Question 40: Calculate the maximum acceleration of a moving car so that a body lying on the floor of the car remains stationary. The coefficient of static friction between the body and the floor is 0.15\left(\mathrm{~g}=10 \mathrm{~m} \mathrm{~s}^{-2}\right).
(1) 1.5 \mathrm{~m} \mathrm{~s}^{-2}
(2) 50 \mathrm{~m} \mathrm{~s}^{-2}
(3) 1.2 \mathrm{~m} \mathrm{~s}^{-2}
(4) 150 \mathrm{~m} \mathrm{~s}^{-2}
Answer: Option (1)
Explanation:
For the body to remain stationary with respect to the car, the frictional force must provide the necessary acceleration.
The maximum static friction force is given by f_{\max}=\mu_s N.
Here, the normal reaction is N=mg.
Thus, the maximum frictional force is f_{\max}=\mu_s mg.

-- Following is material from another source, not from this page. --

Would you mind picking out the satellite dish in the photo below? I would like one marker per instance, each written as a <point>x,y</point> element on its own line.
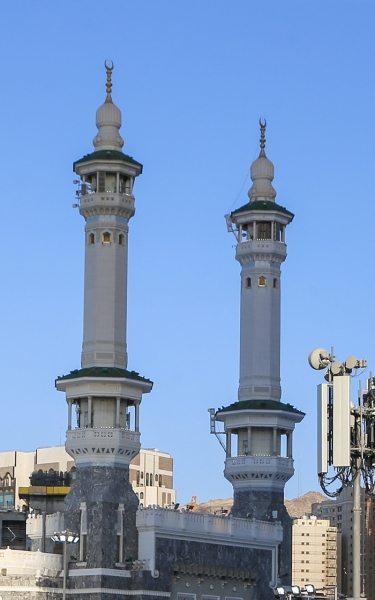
<point>351,362</point>
<point>318,359</point>
<point>336,368</point>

This frictional force provides the maximum possible acceleration a_{\max} to the body, so
f_{\max}=ma_{\max}.
Therefore, ma_{\max}=\mu_s mg.
Canceling m from both sides, we get
a_{\max}=\mu_s g.
Substituting the given values,
a_{\max}=0.15 \times 10.
Hence, a_{\max}=1.5 \mathrm{~m\,s^{-2}}.
Therefore, the correct answer is Option (1).